In the case of the 78.8-hectare Evercrest Golf Club and Resort, this is the way it happened: Gotesco or Jose Go, its owner, took over the ailing Orient Commercial Banking Corp. When the bank began to fail, Bangko Sentral ng Pilipinas (BSP) extended an astronomical P5-billion loan to Orient Bank to keep it afloat. Orient Bank, or Go, did not pay the BSP as usual. So BSP was forced to sue in 1999. In 2003, BSP and Gotesco concluded a compromise agreement.
And surprise, surprise: Evercrest stockholders suddenly found their beloved golf club taken over by BSP, which quickly tried to sell the property last year. There were no takers despite sale sweeteners, however, despite the fact that the golf club and resort is valued from P1.2 billion to P1.73 billion—because the suspicious way that the property landed in BSP’s hands is widely known in golfing circles.

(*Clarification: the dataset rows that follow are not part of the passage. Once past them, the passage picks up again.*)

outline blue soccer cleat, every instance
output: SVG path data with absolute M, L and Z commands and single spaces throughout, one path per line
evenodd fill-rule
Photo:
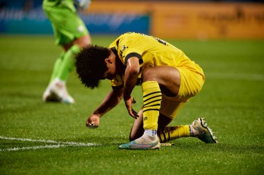
M 204 118 L 196 119 L 192 123 L 192 127 L 198 135 L 197 137 L 206 143 L 217 143 L 217 138 L 213 135 L 212 129 L 209 128 Z
M 160 144 L 157 137 L 150 137 L 144 134 L 140 138 L 129 142 L 128 143 L 120 145 L 119 148 L 123 149 L 160 149 Z

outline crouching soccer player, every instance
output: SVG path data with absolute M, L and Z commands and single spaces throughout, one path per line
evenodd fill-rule
M 197 137 L 206 143 L 217 142 L 204 118 L 190 125 L 168 126 L 183 105 L 200 91 L 205 79 L 199 66 L 170 44 L 128 33 L 109 48 L 85 48 L 76 56 L 76 66 L 86 86 L 97 87 L 99 80 L 106 78 L 113 87 L 87 120 L 88 127 L 97 127 L 99 118 L 122 98 L 129 115 L 135 119 L 131 142 L 119 145 L 120 149 L 156 149 L 160 142 L 182 137 Z M 144 105 L 137 113 L 132 108 L 134 99 L 131 94 L 141 83 Z

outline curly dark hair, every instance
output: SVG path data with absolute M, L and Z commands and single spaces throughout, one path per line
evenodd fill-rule
M 110 54 L 107 48 L 89 45 L 76 55 L 76 70 L 85 86 L 92 89 L 99 86 L 100 80 L 107 71 L 105 59 Z

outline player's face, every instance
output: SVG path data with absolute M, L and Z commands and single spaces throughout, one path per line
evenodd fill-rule
M 105 62 L 107 71 L 104 74 L 104 79 L 111 80 L 115 77 L 115 55 L 111 51 L 110 56 L 106 59 Z

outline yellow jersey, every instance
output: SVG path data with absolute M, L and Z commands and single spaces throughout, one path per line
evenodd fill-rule
M 126 66 L 127 60 L 131 57 L 139 59 L 141 71 L 145 67 L 170 66 L 184 66 L 201 75 L 203 70 L 190 60 L 184 53 L 168 42 L 159 38 L 135 33 L 126 33 L 120 35 L 109 48 Z M 124 84 L 124 75 L 117 75 L 110 81 L 113 86 Z

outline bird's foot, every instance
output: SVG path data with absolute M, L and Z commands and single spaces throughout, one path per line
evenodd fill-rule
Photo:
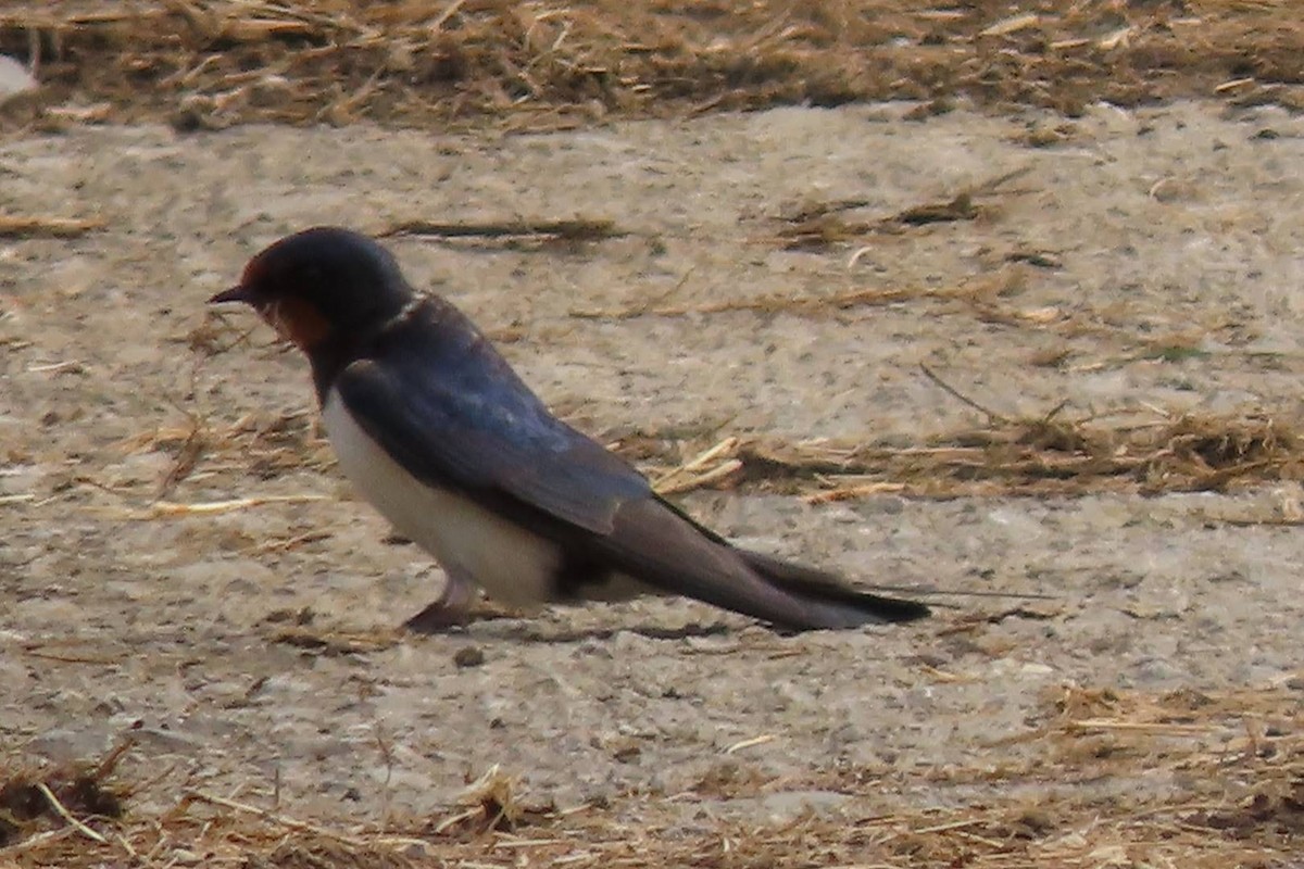
M 488 605 L 473 582 L 449 575 L 439 599 L 403 623 L 412 633 L 447 633 L 472 621 L 511 619 L 514 614 Z

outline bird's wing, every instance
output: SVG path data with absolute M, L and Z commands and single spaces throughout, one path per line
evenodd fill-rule
M 334 388 L 363 430 L 419 479 L 609 534 L 622 504 L 651 495 L 648 482 L 494 362 L 361 360 Z

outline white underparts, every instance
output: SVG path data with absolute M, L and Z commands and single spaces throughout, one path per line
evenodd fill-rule
M 344 476 L 446 572 L 472 578 L 510 606 L 552 597 L 562 558 L 556 543 L 467 498 L 417 481 L 363 431 L 334 390 L 322 405 L 322 422 Z

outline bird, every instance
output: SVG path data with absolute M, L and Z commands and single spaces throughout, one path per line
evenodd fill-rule
M 412 616 L 469 620 L 477 588 L 512 607 L 679 595 L 801 632 L 902 623 L 923 603 L 729 543 L 606 447 L 553 416 L 451 302 L 372 237 L 275 241 L 210 304 L 243 302 L 308 358 L 339 468 L 446 581 Z

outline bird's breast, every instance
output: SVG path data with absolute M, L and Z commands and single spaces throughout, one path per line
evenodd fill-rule
M 556 543 L 413 477 L 363 430 L 334 390 L 322 404 L 322 422 L 349 482 L 445 571 L 473 580 L 502 603 L 552 598 L 562 563 Z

This is the mystery: Evercrest was not a party to any transaction with BSP or Orient Bank. It had absolutely nothing to do with the compromise agreement between BSP and Orient Bank, or Go. It was never a party to the BSP-Gotesco case. The agreement did not include Evercrest and neither did Evercrest give its consent or approval to the agreement. The signatories to the agreement did not include Evercrest. Still, for reasons unknown, BSP took over Evercrest.
Gotesco did not comply with the agreement, BSP claimed in filing a motion for execution in 2008. But what has Evercrest got to do with it?
Here is a clue: Evercrest used to be owned by Jose Go.
The BSP motion was initially struck down, but BSP filed a motion for reconsideration. And here the court again sided with Gotesco’s victims.
Evercrest members were aghast because—as in the case of Gotesco Tower where the owners were not a party to the case between Gotesco and UCPB—Evercrest was not a party to the BSP-Gotesco proceedings. Evercrest was not “aware, much less made a party thereto, in gross violation of their right to due process.”
Evercrest sought relief from the Court of Appeals which, in a split vote of 3-2 that left many legal luminaries scratching their heads in puzzlement, refused to rule on the merits of the case. Instead, the Court of Appeals declared the case moot and academic, owing to BSP’s takeover of Evercrest.
Evercrest members contend that the Court of Appeals in effect “abandoned its responsibility of determining the principal issue raised by Evercrest, which was whether or not its real properties may be made to answer for another entity’s alleged financial liabilities despite the indisputable fact that Evercrest was never a party to the case, much less to the compromise agreement.”
Evercrest has appealed to the Supreme Court, which they hope would “demonstrate utmost impartiality” and render a “full and exhaustive determination of the case.” That Evercrest was never a party to the BSP-Gotesco agreement was admitted by both parties and by the Court of Appeals. Evercrest owes nothing to BSP, which the latter concedes.
So how come BSP got to own Evercrest?